Tuesday, March 24, 2009

Manga Meeya


A while ago, I wrote a post about CDisplay, an awesome Comic Book Reading Tool. I had several problems with it (such as its non customizable shortcuts, full screen mode that didn't work with my dual screens, random crashes while opening certain archives, difficulty in dealing with archives within archives...), but I didn't think that anything better existed out there. I tried CDisplayEx, but that was way worse. I was even tempted to write my own manga viewer called "CDisplayEx+Alpha." But there's no need, because I found MangaMeeya, which is everything I ever wanted in a comic reader and more.

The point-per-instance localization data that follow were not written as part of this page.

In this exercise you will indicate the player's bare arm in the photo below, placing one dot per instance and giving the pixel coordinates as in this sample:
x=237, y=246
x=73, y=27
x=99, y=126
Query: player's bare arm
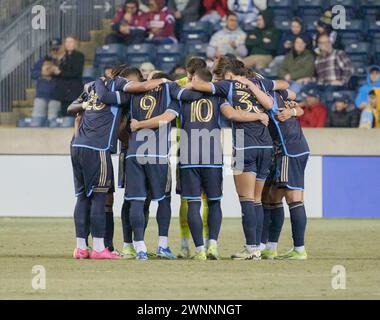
x=243, y=116
x=153, y=123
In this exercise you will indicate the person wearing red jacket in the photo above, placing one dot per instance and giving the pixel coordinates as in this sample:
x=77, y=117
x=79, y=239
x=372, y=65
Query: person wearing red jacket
x=161, y=23
x=129, y=24
x=216, y=10
x=315, y=113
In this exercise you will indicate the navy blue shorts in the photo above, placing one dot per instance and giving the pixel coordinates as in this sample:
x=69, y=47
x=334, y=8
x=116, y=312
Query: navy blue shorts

My favorite features about MangaMeeya are its ability to display two pages at once, its smart look ahead feature, its ability to view pages either left-to-right or right-to-left, its fit-to-page image resizing, its ability to automatically deal with compressed files, and its customizability. On top of all that, MangaMeeya is blazingly fast. In addition to comic reading, it works really well as a generic image viewer... you can even delete images using MangaMeeya and use it to organize your galleries. I really can't even imagine a better sequential image viewing tool.

I don't really know the history of MangaMeeya or where it came from. I don't even know its home page. I think that it's a Japanese commercial product, but that development has ended over some copyright dispute. At some point, some guy unofficially translated it into English. If anyone has more information about MangaMeeya, please let me know, since I would like to pay for the program.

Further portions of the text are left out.